On December 17, 2020, Minaya re-signed with the Twins on a new minor league contract. On May 29, 2021, Minaya was selected to the active roster. After recording a 4.26 ERA in 4 appearances for Minnesota, he was designated for assignment on June 5. He was outrighted to the Triple-A St. Paul Saints on June 8. On July 17, Minaya was re-selected to the active roster.

On November 30, Minaya was non-tendered by the Twins, making him a free agent. On March 11, 2022, Minaya re-signed with the Twins on a minor league contract.
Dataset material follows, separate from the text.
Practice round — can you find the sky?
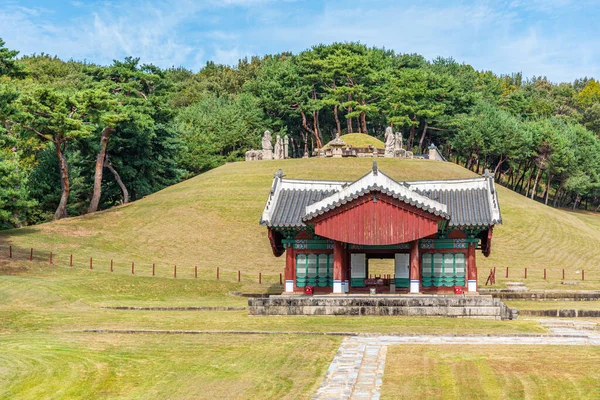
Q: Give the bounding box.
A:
[1,0,599,83]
On May 28, 2022, Minaya had his contract selected to the major league roster. He was designated for assignment on June 7. Minaya cleared waivers and was sent outright to the Triple-A St. Paul Saints on June 11. On July 1, Minaya was selected back to the active roster. He was designated for assignment on July 4 and sent outright to Triple-A St. Paul on July 6. In 6 total appearances for Minnesota, Minaya logged a 5.59 ERA with 11 strikeouts in 9.2 innings of work. He was released by the Twins organization on September 5.

===Washington Nationals===
On September 7, 2022, Minaya signed a minor league deal with the Washington Nationals. He spent the remainder of the season with the Triple-A Rochester Red Wings, pitching to an 0–2 record and 3.12 ERA with 6 strikeouts in 8.2 innings pitched across 6 appearances. He elected free agency on October 6.

===Pittsburgh Pirates===
On February 4, 2023, Minaya signed a minor league contract with the Pittsburgh Pirates organization. He made 34 appearances split between the Double–A Altoona Curve and Triple–A Indianapolis Indians, compiling a 4.34 ERA with 41 strikeouts across 37 1/3 innings of work. Minaya elected free agency following the season on November 6.